There's another thing in part, this is a disclosure, which is, you know, for a long time, I've been trying to crack this. And another important piece of this, I felt was to be able to efficiently gain access to medical records, but I call it ethically source them. You know, it's sort of like, you talk about, like, how do you do this, with very highest ethics? And a lot of studies and a lot of things that are going on in medicine, and healthcare these days, our data about you is floating around without your knowledge. And it's not clear to you exactly what's going on. What I did was eventually, I couldn't find any other way to do it. So created a startup, which is still in process, whose intent purpose - Hugo Health - which was the purpose was to give people agency over their data. 

So the principles would be, with this you could gain access to your data, you could link to it digitally, and it would be coming into your cloud based account and being refreshed. And then you could give permission for that to go into a study. And that's what we're using in Listen. And, of course, the idea is you can cut that off anytime, the study has to be worthy of your trust. And it's always your data, your data that you're sharing, not you gave me permission to go into the medical records and pull all your data and you never have any, you know, access to that data. But it's really the dream was eventually that that data could turn into something you can use and it could be used for the research. 

So Listen, was a idea of a digital decentralized, democratized study, one that gave broad access, was all all digital, either you could fill out surveys on your your devices, you could connect your medical records to your wearables, to your pharmacies, to your, in the US, we we have these companies that are payers, you know, and all of that data could be coming in and your data assets would grow over time. And then if you're giving consent to being in the Listen study, you're saying I'm willing to share that data. But again, you're willing to share your data, not just signing a consent, where I'm going out and scraping your data from different places. And that was part of the idea. 

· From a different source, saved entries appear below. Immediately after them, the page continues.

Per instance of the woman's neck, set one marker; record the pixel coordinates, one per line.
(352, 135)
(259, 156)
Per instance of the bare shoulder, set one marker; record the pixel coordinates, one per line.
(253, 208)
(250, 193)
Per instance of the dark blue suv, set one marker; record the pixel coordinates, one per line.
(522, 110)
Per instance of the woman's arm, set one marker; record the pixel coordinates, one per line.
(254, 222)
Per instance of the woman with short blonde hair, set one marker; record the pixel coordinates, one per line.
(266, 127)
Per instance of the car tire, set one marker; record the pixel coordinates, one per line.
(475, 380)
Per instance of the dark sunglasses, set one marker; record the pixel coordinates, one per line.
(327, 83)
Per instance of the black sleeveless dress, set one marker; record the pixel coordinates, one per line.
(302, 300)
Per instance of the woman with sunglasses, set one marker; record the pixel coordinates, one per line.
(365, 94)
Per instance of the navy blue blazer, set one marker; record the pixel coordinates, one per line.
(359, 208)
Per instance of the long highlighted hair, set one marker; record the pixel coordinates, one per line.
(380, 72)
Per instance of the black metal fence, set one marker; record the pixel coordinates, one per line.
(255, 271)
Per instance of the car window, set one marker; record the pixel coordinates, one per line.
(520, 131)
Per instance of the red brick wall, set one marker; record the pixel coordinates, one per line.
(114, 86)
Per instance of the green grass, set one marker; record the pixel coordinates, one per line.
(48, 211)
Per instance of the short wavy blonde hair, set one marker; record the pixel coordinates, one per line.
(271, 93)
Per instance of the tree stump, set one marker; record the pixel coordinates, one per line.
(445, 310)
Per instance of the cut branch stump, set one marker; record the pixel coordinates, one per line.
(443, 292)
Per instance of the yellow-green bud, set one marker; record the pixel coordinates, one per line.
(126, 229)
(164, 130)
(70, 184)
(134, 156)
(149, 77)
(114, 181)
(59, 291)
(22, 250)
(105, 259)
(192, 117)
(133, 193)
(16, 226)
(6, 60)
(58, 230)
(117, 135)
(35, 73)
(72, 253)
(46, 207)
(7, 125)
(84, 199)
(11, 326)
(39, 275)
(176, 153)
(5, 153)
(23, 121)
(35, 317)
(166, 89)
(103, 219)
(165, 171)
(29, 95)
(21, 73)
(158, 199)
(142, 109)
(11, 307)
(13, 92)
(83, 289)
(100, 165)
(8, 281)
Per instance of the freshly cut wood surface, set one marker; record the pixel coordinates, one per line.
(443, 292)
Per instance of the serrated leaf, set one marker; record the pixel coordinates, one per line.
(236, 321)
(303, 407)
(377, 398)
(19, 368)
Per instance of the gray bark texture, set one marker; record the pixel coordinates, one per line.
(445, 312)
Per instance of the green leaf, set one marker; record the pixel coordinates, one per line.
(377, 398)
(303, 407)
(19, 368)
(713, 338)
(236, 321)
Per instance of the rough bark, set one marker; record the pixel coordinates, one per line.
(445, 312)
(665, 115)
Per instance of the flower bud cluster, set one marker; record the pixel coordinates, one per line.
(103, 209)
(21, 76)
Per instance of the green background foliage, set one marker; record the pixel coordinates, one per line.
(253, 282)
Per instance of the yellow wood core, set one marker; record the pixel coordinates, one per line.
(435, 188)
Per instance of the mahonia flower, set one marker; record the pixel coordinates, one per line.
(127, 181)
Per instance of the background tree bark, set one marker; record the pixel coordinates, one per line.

And like I said, so the big part was really trying to characterize symptoms and end the suffering, legitimize and give voice to it, combine it with the medical records to give insight as to what's happening on the healthcare side. And then work with Akiko to combine sort of the architecture of long COVID, the sort of how are people being organized by their symptoms and experiences? How do we correlate that with what seems to be going on biologically? And so we're working hard to kind of bring all of that together. 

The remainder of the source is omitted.